Book Review: The Writer’s Lexicon
You’re a writer. You just read your manuscript and discovered your characters nodding like marionettes in every chapter. When they’re not nodding, they’re rolling their eyes.
Time to slash the Pinocchio strings and turn them into real live people. Award-winning author Kathy Steinemann will provide the tools. She cuts through the so-called rules and offers simple solutions.
Too many repetitions of “little”? There’s a cure for that. Do you rely on “very” too often? There’s a cure for that too. You’ll find the remedies in this book’s dispensary.
Should you ever use anything other than “said” to attribute dialogue? Are exclamation points taboo? The answers might surprise you.
Learn how to harness body language, cut hackneyed adjectives, and draw on the environment for ambiance. No more wooden characters. You’ll transform them into believable personalities your readers will learn to love. Or hate.
Get in the driver’s seat, relax, and enjoy your journey—with Kathy Steinemann’s book as your GPS.
Why I read this book
I enjoy Kathy Steinemann’s blog, where over the last couple of years she has produced various lists helpful to writers looking for alternatives to common and overused words and phrases. Needless to say, I was excited to see many of the posts reproduced and expanded into book form.
I give this book 5 out of 5 stars
The book consists of the following lists and discussion: overused words and phrases (such as frown, smile, little, said), overused punctuation, taboos in writing, sensory words, and the environment. Each section includes a discussion of the word or phrase in question, examples of improved word usage, lists of alternative words, and some exercises.
This book is an excellent resource.

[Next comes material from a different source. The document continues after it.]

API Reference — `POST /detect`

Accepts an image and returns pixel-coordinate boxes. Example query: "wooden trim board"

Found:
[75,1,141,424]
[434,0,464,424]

Like most writers, I’m prone to repeating common words and sometimes find it difficult to get out of the rut and come up with alternatives. Not only does Kathy offer many, many alternatives, she discusses the reason behind why particular words may have been used and what emotions the writer is attempting to invoke. This discussion leads to alternative ways of creating narrative without using the words or a direct substitute.
The variety of words covered is extensive and uses most of the words I have particular problems with. I’m looking forward to using the book to reduce instances of turned, nodded, and frowned in particular!
This book complements another favourite of mine, The Emotion Thesaurus (by Angela Ackerman). Many of the ways to show emotion in writing can involve repetitive bodily actions and feelings. Between these two books, I now have many ways to add interest to my writing without repetition or cliche.
The exercises and story prompts didn’t really do it for me. I tend to be the kind of person who scans a book like this when buying it, and then refers to it as needed, rather than doing exercises just for the sake of it. They were useful as examples, but probably not a part of the book I shall use ongoing. However, I’m sure they will be useful for some people.
A great tool for enabling self-editing and analysis of one’s own work. Definitely a must-have for the writer’s library.